On September 27, Chocolate Milk Day, I posted that Chocolate Milk tastes great with a pinch of salt. It makes a big difference in bringing out the flavor of the chocolate.
Today I couldn't help but post the Borden Vintage Ad for Chocolate Milk (Chocolate Drink) that could be served both hot and cold, but it's nothing like the following recipe for Nicaraguan Chocolate Milk!
Want to try something different? This is Myriam Paiz's recipe for Nicaraguan Chocolate Milk that appeared in the April 1994 issue of Sunset. Rice gives the drink body and that with freshly roasted cocoa beans-- chocolate in a more elemental form--adds a fresh, complex flavor. Add to that some cinnamon, and there's a subtle spiciness.
Nicaraguan Chocolate Milk (Orchata de cacao)
1 1/2 cups long-grain white rice
2 cups (about 2/3 lb.) cocoa beans
4 cups water
3 cinnamon sticks (each about 3 in.), broken into 1-inch pieces
8 cups whole, low-fat, or nonfat milk
1 1/2 tablespoons vanilla
1 cup sugar
1. Place rice in a bowl, cover with cool water, and let stand to soften somewhat, to 24 hours; drain.

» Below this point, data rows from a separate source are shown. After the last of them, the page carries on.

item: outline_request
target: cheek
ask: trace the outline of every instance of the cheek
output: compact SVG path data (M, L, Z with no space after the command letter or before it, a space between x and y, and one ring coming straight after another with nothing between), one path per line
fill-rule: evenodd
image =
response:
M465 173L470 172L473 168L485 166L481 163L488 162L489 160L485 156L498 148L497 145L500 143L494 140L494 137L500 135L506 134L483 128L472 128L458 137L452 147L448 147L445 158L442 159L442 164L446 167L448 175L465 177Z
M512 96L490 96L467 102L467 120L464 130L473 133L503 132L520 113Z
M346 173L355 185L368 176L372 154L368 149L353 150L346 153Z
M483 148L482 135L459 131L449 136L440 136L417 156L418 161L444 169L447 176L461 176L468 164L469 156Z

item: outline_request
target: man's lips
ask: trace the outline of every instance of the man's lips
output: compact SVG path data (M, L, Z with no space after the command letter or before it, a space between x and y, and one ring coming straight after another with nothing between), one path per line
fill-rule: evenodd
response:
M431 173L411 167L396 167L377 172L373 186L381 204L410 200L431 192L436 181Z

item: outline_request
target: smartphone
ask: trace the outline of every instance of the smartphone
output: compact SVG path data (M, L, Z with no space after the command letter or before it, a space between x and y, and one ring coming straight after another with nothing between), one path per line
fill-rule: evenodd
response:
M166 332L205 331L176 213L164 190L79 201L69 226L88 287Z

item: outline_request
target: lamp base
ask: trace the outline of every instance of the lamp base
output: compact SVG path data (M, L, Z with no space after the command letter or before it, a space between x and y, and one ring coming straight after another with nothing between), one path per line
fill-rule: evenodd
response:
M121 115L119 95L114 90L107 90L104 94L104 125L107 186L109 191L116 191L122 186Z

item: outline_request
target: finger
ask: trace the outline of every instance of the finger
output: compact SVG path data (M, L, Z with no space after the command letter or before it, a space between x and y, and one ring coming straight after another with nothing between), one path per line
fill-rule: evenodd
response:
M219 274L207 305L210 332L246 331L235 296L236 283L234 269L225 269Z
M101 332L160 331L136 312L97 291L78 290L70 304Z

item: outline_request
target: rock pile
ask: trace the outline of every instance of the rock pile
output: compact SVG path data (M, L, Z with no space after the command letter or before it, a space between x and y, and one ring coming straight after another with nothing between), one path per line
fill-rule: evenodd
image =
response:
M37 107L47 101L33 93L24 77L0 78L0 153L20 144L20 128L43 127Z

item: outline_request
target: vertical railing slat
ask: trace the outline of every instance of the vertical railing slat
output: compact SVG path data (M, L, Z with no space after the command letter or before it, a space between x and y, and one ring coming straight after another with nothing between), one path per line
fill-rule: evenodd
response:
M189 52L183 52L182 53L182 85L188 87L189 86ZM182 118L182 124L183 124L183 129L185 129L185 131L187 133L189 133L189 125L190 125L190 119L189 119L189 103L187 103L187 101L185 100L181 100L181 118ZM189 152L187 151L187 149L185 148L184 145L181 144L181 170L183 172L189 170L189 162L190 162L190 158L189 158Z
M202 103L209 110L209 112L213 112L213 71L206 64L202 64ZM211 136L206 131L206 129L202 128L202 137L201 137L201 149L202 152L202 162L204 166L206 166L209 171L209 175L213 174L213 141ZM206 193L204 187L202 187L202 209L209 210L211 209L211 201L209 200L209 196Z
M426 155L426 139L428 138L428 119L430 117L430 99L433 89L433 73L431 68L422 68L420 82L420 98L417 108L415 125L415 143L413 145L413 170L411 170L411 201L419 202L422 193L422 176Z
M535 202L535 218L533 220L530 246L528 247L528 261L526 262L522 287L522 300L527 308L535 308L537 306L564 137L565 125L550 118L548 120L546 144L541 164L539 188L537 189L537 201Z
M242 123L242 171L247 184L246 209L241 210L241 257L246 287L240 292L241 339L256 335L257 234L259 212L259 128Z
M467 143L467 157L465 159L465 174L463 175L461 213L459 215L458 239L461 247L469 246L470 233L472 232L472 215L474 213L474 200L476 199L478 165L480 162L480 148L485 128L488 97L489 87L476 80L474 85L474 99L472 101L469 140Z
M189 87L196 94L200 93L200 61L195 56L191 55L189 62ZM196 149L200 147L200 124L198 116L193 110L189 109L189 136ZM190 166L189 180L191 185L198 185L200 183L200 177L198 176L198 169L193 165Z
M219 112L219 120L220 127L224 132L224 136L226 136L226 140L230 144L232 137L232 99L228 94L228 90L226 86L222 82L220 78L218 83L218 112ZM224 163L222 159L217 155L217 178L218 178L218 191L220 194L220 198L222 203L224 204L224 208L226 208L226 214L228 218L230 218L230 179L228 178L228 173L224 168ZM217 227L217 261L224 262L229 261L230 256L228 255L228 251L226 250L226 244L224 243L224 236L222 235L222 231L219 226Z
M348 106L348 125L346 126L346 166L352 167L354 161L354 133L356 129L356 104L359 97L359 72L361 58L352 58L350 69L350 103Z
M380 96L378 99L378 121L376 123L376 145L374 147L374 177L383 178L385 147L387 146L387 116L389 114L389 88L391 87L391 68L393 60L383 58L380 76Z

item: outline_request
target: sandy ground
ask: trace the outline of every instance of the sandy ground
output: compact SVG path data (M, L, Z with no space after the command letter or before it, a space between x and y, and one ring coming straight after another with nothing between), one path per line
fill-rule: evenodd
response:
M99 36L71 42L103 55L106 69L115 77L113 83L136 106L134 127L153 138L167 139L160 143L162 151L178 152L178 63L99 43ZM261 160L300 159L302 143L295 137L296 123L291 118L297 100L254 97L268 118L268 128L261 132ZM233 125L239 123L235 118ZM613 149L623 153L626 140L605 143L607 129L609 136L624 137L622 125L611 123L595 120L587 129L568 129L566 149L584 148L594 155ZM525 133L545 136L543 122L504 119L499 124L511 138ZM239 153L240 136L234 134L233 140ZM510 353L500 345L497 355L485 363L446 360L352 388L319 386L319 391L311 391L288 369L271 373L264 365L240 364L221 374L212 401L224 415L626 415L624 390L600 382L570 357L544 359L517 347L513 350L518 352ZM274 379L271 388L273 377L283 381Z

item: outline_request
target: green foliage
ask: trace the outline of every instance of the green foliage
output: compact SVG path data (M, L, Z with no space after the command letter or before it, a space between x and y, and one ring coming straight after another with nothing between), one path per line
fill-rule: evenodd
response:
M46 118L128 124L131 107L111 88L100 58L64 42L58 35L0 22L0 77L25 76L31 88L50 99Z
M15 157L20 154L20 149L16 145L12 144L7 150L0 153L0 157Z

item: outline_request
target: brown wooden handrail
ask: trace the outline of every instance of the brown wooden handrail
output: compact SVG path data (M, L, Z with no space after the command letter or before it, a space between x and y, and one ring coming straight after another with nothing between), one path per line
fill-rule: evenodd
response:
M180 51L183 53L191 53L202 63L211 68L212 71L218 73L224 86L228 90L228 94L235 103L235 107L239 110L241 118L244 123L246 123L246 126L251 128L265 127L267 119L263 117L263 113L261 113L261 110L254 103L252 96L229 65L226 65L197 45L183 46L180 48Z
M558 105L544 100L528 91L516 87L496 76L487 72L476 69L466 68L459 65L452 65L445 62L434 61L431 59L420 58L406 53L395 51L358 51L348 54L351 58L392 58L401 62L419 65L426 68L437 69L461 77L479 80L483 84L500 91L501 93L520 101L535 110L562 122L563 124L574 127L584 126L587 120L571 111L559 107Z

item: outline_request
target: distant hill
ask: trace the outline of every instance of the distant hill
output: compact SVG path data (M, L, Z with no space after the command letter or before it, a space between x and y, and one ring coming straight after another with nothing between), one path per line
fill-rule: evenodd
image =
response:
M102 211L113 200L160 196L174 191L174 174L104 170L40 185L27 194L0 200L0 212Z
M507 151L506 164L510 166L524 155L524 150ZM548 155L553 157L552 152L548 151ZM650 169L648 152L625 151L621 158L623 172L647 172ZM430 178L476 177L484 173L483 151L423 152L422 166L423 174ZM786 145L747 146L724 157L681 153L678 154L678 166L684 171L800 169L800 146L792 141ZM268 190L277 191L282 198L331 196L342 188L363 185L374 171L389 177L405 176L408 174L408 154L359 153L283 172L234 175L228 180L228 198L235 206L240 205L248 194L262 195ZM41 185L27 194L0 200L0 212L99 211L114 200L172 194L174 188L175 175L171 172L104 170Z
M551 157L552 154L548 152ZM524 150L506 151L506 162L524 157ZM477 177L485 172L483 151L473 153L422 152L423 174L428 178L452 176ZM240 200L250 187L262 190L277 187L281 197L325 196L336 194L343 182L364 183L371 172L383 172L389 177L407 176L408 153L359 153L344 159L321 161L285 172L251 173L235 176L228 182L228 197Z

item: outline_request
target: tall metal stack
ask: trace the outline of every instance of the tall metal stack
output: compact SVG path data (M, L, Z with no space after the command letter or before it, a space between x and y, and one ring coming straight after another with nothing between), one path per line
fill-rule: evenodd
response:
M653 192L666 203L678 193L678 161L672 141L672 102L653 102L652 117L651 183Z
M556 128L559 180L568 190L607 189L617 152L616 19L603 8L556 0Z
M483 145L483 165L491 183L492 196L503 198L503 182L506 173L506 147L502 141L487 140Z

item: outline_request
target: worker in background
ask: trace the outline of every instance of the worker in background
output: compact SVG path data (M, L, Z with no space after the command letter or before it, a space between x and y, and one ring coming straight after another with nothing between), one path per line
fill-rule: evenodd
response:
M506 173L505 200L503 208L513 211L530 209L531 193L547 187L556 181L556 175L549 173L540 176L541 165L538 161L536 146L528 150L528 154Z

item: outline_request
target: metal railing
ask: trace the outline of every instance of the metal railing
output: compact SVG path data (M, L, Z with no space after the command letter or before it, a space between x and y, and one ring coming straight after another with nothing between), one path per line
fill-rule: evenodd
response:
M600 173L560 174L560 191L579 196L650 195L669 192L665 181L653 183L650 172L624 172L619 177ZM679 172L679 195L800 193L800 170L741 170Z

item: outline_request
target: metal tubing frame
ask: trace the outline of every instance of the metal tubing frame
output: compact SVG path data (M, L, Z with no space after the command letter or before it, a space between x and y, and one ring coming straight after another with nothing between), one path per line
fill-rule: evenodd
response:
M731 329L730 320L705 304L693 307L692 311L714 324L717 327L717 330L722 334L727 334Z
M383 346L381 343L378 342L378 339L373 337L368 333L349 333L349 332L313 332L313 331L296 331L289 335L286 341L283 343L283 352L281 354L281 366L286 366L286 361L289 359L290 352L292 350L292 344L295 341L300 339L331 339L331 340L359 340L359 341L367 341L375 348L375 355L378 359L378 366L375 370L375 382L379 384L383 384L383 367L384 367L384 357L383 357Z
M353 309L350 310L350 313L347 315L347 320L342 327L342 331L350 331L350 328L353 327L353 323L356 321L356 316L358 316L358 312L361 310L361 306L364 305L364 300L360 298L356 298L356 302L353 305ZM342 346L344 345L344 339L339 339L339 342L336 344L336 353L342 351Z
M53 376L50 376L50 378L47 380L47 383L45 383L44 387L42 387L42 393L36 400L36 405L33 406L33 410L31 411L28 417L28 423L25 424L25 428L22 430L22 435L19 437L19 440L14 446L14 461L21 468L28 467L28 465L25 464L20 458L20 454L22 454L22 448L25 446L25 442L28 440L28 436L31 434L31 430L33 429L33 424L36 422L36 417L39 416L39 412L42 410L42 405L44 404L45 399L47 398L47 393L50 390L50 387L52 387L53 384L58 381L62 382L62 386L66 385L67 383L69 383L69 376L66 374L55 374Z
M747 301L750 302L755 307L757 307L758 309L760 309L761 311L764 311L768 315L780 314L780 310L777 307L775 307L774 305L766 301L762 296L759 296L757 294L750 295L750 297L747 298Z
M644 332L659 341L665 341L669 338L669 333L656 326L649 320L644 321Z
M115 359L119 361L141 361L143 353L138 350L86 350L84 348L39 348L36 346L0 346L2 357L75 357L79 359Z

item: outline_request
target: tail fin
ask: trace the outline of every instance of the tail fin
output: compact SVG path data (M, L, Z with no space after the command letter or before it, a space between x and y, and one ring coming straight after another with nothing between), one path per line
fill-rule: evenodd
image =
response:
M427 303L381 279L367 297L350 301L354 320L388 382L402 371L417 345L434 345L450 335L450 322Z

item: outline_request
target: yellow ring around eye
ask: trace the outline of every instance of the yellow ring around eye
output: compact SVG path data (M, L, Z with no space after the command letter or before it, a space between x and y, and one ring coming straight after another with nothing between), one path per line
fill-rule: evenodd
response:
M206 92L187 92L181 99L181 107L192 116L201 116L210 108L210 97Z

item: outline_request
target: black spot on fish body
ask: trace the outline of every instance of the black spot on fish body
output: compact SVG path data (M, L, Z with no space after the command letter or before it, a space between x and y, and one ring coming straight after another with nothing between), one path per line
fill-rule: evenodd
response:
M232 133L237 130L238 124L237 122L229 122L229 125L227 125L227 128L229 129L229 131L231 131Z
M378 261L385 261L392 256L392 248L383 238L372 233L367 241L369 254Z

2. Place beans in a 9-inch metal baking dish. Bake in 500 degree oven 5 minutes. Shake beans. Continue to bake until beans smoke and some skins have split, 5 to 8 minutes longer.
3. In a blender, place half the rice, cocoa beans, water, and cinnamon. Whirl until ingredients are very finely pureed.
4. Place a large, fine strainer over a bowl; pour cocoa mixture into strainer and stir to extract liquid. Discard residue. Repeat with remaining rice, cocoa, water, and cinnamon.
5. Rinse strainer, then line with a double thickness of damp cheesecloth. Pour cocoa liquid through strainer into a bowl, stirring to extract all liquid; discard residue.
6. To cocoa liquid, add milk, vanilla, and sugar; stir until sugar dissolves. Serve plain or over ice. If making ahead, chill, covered, up to 3 days. Stir to serve Makes about 10 1/2 cups, 10 servings.